Leaders must rise to challenge
Northern Ireland is a place where history hangs round its citizens' necks like a millstone. There is no collective, consensual view of the past. Rather both communities glorify those events which they find seminal in the development of their own place in society.
That is why what has become known as the decade of centenaries is so pitted with potential potholes. Nowhere is that more evident than next year which marks the centenary of the Easter Rising.
That is why we should carefully read the views in this newspaper today of Charlie Flanagan, the Republic's Minister for Foreign Affairs and Trade. He gives a strong hint that a high-ranking member of the Royal Family - possibly Prince Charles - will be invited to Dublin at an appropriate stage next year to join in the centenary celebrations.
The Queen's historic visit to the Republic in 2011 was a healing balm on the divisions between that country and the UK and has accelerated even stronger feelings of goodwill. To even contemplate a member of the Royal Family being part of the celebrations of the Easter Rising - albeit as part of an invited international delegation - shows how old emnities are being eroded.
And that is the central thrust of his argument. One-hundred years on we should have the maturity to celebrate either the Easter Rising or the establishment of Northern Ireland itself in a manner which both allows those who glorify the event to demonstrate their loyalties and recognises the sensitivities of those to whom the event is anathema.
Easter 1916 is a sacred date in the calendar for republicans and Sinn Fein doubtlessly will celebrate its centenary with more than customary gusto. Given the recent history of Northern Ireland there is unlikely to be much in the way of cross-community celebration or recognition.

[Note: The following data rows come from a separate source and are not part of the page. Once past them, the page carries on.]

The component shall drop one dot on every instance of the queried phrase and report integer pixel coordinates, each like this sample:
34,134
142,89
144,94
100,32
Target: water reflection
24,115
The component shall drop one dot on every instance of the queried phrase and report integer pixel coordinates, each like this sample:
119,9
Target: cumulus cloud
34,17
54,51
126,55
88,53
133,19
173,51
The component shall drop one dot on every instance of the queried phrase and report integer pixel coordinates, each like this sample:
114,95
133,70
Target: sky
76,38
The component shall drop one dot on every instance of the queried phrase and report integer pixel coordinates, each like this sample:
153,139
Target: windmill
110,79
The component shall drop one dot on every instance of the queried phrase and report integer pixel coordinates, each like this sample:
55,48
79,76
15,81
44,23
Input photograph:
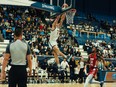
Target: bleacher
3,46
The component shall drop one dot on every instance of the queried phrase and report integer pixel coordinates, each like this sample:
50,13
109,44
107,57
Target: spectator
44,67
65,66
72,65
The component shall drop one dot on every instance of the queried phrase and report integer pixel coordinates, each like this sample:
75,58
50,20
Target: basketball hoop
70,16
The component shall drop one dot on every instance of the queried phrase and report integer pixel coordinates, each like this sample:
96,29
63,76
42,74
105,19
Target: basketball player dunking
93,67
54,36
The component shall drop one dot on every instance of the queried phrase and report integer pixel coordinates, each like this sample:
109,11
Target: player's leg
58,52
88,79
56,58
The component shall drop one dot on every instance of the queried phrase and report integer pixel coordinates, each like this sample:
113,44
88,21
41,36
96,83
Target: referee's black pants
17,76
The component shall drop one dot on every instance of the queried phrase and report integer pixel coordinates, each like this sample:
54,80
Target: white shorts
52,44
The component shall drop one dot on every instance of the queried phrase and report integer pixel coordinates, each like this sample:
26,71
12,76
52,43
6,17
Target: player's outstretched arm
55,22
62,19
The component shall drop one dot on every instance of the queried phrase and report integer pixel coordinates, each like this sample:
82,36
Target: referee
18,52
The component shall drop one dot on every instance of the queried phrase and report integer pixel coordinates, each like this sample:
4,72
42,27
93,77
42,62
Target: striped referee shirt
18,51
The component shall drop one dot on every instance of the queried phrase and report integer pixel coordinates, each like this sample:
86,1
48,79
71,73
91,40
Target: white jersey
54,34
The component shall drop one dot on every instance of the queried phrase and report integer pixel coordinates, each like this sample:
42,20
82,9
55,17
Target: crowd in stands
107,50
36,33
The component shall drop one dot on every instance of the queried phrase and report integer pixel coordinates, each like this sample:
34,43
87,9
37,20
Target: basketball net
70,16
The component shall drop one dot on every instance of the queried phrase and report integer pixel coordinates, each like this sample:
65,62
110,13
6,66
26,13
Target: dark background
104,7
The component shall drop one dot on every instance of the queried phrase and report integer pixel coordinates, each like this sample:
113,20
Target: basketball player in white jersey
54,36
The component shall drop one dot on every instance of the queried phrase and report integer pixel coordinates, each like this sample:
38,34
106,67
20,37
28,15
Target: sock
88,80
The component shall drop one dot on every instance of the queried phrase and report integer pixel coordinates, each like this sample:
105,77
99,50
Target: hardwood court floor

That is why the Republic's attitude to the centenary is so important and why Charlie Flanagan's comments provide a template for action. They can set the celebrations in context and reach out the hand of friendship to unionists, many of whose ancestors were treated badly during the formative years of the Republic. The Executive at Stormont and recent Irish governments have appreciated the sensitivities of history, for example by joint attendance at Remembrance Day ceremonies, and must rise to the challenge again.